The regulatory agency has set a Prescription Drug User Fee Act date of April 23, 2024 for N-803 plus BCG as a treatment for BCG-unresponsive, non–muscle invasive bladder carcinoma.
The FDA has accepted a resubmission of a biologics license application (BLA) for N-803 (Anktiva) in combination with Bacillus Calmette-Guérin (BCG) as a treatment for patients with BCG-unresponsive, non-muscle invasive bladder carcinoma (NMIBC) in-situ, according to a press release from ImmunityBio, Inc.1
The FDA previously declined to approve N-803 plus BCGin May 2023.2 The FDA issued a complete response letter after observing deficiencies related to its pre-license inspection of developers’ third-party contract manufacturing organizations.3 The resubmitted BLA constitutes a complete response to the FDA’s previous complete response letter; the agency has set a new Prescription Drug User Fee Act (PDUFA) date of April 23, 2024 for deciding whether to approve N-803 plus BCG in this indication.
“We are pleased that the FDA has accepted ImmunityBio’s resubmission of the BLA as a complete response, following our productive interactions leading up to the resubmission,” Patrick Soon-Shiong, MD, executive chairman and global chief scientific and medical officer at ImmunityBio, said in the press release.1 “We look forward to working closely with the agency to finalize the review and to bringing this important immune-enhancing therapeutic to patients [with] bladder cancer.”
Investigators are currently assessing N-803 plus BCG in adult patients with BCG-naïve NMIBC as part of the phase 1b/2b QUILT-2.005 trial (NCT02138734) and in those with BCG-unresponsive NMIBC in the phase 2/3 QUILT-3.032 trial (NCT03022825).

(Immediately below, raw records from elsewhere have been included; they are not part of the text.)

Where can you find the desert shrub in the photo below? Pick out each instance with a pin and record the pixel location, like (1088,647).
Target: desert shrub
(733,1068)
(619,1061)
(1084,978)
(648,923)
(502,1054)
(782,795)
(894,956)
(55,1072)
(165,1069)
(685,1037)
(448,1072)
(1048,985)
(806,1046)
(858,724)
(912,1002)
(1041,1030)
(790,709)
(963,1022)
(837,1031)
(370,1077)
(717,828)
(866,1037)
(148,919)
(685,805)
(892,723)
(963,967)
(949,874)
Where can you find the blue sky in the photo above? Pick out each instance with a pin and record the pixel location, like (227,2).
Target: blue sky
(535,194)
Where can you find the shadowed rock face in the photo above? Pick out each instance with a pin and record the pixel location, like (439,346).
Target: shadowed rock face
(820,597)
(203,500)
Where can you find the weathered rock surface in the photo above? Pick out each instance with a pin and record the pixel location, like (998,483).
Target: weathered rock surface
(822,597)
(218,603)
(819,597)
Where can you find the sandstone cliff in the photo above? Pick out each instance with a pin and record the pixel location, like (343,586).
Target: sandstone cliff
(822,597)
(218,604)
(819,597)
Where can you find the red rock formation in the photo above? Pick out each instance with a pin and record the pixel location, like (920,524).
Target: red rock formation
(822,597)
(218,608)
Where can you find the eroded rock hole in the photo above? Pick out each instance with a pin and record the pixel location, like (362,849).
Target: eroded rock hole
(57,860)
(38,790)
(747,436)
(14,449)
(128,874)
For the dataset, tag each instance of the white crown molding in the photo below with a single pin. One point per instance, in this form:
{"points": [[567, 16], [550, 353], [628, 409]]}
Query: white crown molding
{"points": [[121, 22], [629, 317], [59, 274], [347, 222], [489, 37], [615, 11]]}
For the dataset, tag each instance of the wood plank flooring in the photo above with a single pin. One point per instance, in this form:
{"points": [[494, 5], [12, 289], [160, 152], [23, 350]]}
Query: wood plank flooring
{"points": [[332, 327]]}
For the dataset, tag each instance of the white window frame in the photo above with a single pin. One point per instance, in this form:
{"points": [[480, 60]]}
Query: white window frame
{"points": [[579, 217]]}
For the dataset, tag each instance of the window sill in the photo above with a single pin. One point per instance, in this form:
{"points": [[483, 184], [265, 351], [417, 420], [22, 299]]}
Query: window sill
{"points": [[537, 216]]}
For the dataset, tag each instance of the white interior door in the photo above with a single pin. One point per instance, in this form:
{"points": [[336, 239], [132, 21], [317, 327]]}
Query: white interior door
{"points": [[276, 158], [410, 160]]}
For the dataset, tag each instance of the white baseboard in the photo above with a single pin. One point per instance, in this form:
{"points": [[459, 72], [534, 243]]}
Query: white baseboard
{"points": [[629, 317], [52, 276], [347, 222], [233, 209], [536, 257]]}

According to previously published findings in NEJM Evidence, investigators of the QUILT-3.032 trial reported a complete response (CR) rate of 71.0% (95% CI, 59.6%-80.3%) in cohort A, which included patients treated with intravesical N-803 plus BCG.4 Additionally, the median duration of CR in those with a response was 26.6 months (95% CI, 9.9-not reached [NR]).
Across cohort B, which included patients with BCG-unresponsive high-grade Ta or T1 papillary NMIBC, the estimated 12-month disease-free survival (DFS) rate was 55.4% (95% CI, 42.0%-66.8%). Investigators also highlighted a median DFS of 19.3 months (95% CI, 7.4-NR) in this cohort.
The most common treatment-emergent adverse effects reported in the trial included dysuria, pollakiuria, and hematuria, which were expected for intravesical instillation of BCG.
“These data further our understanding of N-803’s unique role in potentially boosting the proliferation of natural killer and T cells while synergistically enhancing BCG efficacy,” Soon-Shiong said in a press release at the time these data were published.5
Patients in the QUILT-3.032 study received 50 mg of intravesical BCG plus 400 μg of intravesical N-803.
The primary end point in cohort A was the incidence of CRs at 3 and 6 months. The primary end point in cohort B was DFS at 12 months.
Patients 18 years and older with histologically confirmed NMIBC of the transitional cell carcinoma high-grade subtype and absence of resectable disease following transurethral resection procedures were able to enroll on the QUILT-3.032 study. Patients also needed to have histologically confirmed presence of BCG-unresponsive carcinoma in-situ and an ECOG performance status of 0 to 2 to enroll.